Keep The Cars Running” é o segundo tema do álbum e traz uma energia e uma esperança contagiantes. É um dos momentos altos do disco, com uma mensagem clara (ligeiramente redundante): “Keep the car running”. Num disco sem pontos baixos claros, destacam-se os momentos mais frenéticos, como os coros que irrompem na narrativa em negação e com pena de si própria de “Antichrist Television Blues”.

Um homem à procura de liberdade sem saber sequer que é disso que precisa. Força a filha a uma energia, tensão e pressão que ela pode não querer, orientando a vida dela sem a ouvir, da mesma maneira que Deus o orienta e o controla (ainda que Deus tenha sido criado pelo Homem). Podemos ir mais longe e deduzir que o lado mais contido deste disco tem um pouco a ver com isso, com essa ideia de Deus como um travão que nos impusemos a nós mesmos. Um julgamento constante, uma onda gigante de trevas e do desconhecido, que nos assusta e nos controla.

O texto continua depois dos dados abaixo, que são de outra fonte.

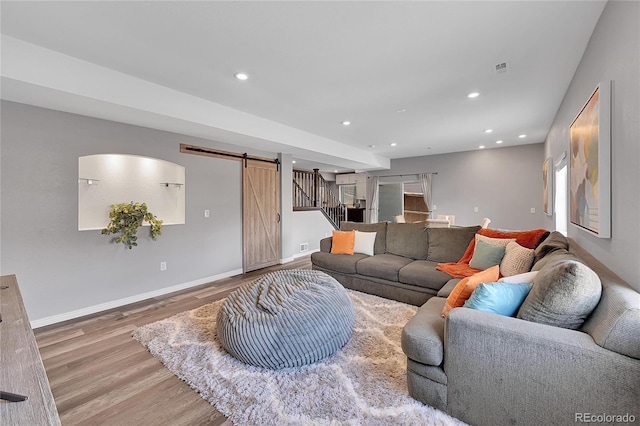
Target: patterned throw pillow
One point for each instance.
(516, 260)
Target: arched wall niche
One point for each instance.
(106, 179)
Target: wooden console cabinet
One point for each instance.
(22, 371)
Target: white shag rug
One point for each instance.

Versos como “I don’t wanna live in my father’s house no more”, “Working for the church while your family dies” anseiam por uma liberdade que só atingimos em “No Cars Go”. Nesta faixa, o sujeito poético se resolve a ir onde nada nem ninguém mais se atreve a ir. E não só vai, como tenta levar consigo toda a gente. “Little babies, let’s go! / Women and children, let’s go! / Old folks, let’s go! / Don’t know where we’re going”. Pode ser só uma teoria louca da conspiração, mas a sensação temática das letras e das progressões e resoluções musicais de cada tema, fazem-me crer que a penúltima faixa do disco é um hino à liberdade e à irreverência como resposta ao lado oprimido de cada um de nós.

E faria todo o sentido acabar o disco neste tom. Mas o mais interessante de Neon Bible, a meu ver, é o facto de as duas melhores faixas serem as últimas. E de, a meu ver, o disco acabar duas vezes. Quero com isto dizer que se resolve de duas maneiras diferentes. Tem duas músicas que soam claramente a temas finais. Duas respostas, completamente distintas, que acabam a dizer-nos mais ou menos o mesmo.

Finalmente, “My Body is a Cage” é o apogeu do disco. A nível lírico, a nível de intensidade, de dramatismo, de puro génio musical. Tudo. A presença imponente do órgão acompanha a poesia. “My body is a cage / We take what we’re given / Just because you’ve forgotten / That don’t mean you’re forgiven”.

Com o épico final, onde se resolve toda a tensão acumulada, a explosão derradeira, em todo o seu explendor e força, a verdadeira ascensão aos céus, num pedido necessário que a música responde, aquilo que o disco procura o tempo todo. “You’re standing next to me / My mind holds the key / Set my spirit free / Set my body free

Neon Bible é um álbum incrível, menos espetacular que o seu antecessor e menos notório que o seu sucessor, mas, para mim, o trabalho que melhor define uma das melhores bandas dos últimos vinte anos. Uma coletânea de canções fantásticas e obscuras que resulta em dois finais simplesmente arrepiantes.